25 Settembre 2001, di Redazione Wall Street Italia

Gli Stati Uniti stanno per spendere miliardi di dollari nella guerra contro il terrorismo. Secondo alcuni economisti, pero’, questa guerra non dara’ alcuna spinta all’economia.

“Attaccare obiettivi militari quali il Pentagono avrebbe avuto un valore simbolico, ma poco impatto economico”, ha commentato Alberto Abadie, economista della Kennedy School of Government dell’Universita’ Harvard. “Al contrario, la distruzione del World Trade Center ha avuto effetto sulla spina dorsale del clima economico”.

La maggior parte degli economisti prevede che l’attacco terroristico dell’11 settembre spinga gli USA in recessione, sebbene anticipino una ripresa per il primo trimestre del 2002 aiutata dal taglio dei tassi d’interesse e dall’aumento della spesa governativa.

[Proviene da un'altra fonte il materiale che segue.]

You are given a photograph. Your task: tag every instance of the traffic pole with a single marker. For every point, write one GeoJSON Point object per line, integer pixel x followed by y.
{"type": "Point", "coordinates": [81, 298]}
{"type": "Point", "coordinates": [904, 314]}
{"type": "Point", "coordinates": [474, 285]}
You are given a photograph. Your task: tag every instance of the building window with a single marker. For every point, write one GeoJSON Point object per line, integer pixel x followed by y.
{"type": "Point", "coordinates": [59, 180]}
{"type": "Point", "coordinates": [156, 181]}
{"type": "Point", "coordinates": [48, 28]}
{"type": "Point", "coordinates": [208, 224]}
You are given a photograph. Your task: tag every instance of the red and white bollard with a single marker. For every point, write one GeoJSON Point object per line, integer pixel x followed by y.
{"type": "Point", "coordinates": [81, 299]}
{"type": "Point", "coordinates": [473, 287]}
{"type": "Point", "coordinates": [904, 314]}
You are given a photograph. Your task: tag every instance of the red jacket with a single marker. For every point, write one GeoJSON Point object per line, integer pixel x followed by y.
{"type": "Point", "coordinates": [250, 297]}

A causa della sua natura a lungo termine e del suo raggio globale, la guerra al terrorismo costera’ probabilmente piu’ della guerra del Golfo – circa $80 miliardi in dollari – e alcuni economisti, quali Maury Harris di UBS Warburg, pensano che il denaro speso come risultato dell’attacco superi l’impatto stimolante della nuova spesa governativa, in quanto la maggior parte andra’ a rimpiazzare la perdita di reddito.

“In relazione alla dimensione generale dell’economia, l’incremento della spesa del governo non sara’ sufficiente questa volta a compensare l’effetto negativo della guerra”, ha commentato Loren Thompson, direttore operativo della organizzazione non-profit di ricerca militare Lexington Institute.

Pur ammettendo che la spesa governativa per aumentare la sicurezza influenzera’ non solo il settore aereo, ma anche quello delle infrastrutture per la telecomunicazione e per i computer, gli economisti sostengono che le diramazioni economiche della spesa legata al conflitto potrebbero essere piuttosto contenute.

Alcune attivita’ legate alla sicurezza potrebbero addirittura frenare l’economia rallentando i viaggi e il commercio.

Le attivita’ ad alta tecnologia, poi, quali le operazioni di lettura di codici per scoprire complotti terroristici, potrebbero produrre nuove tecnologie, ma non tradursi su una scala piu’ ampia e raggiungere il mercato di massa.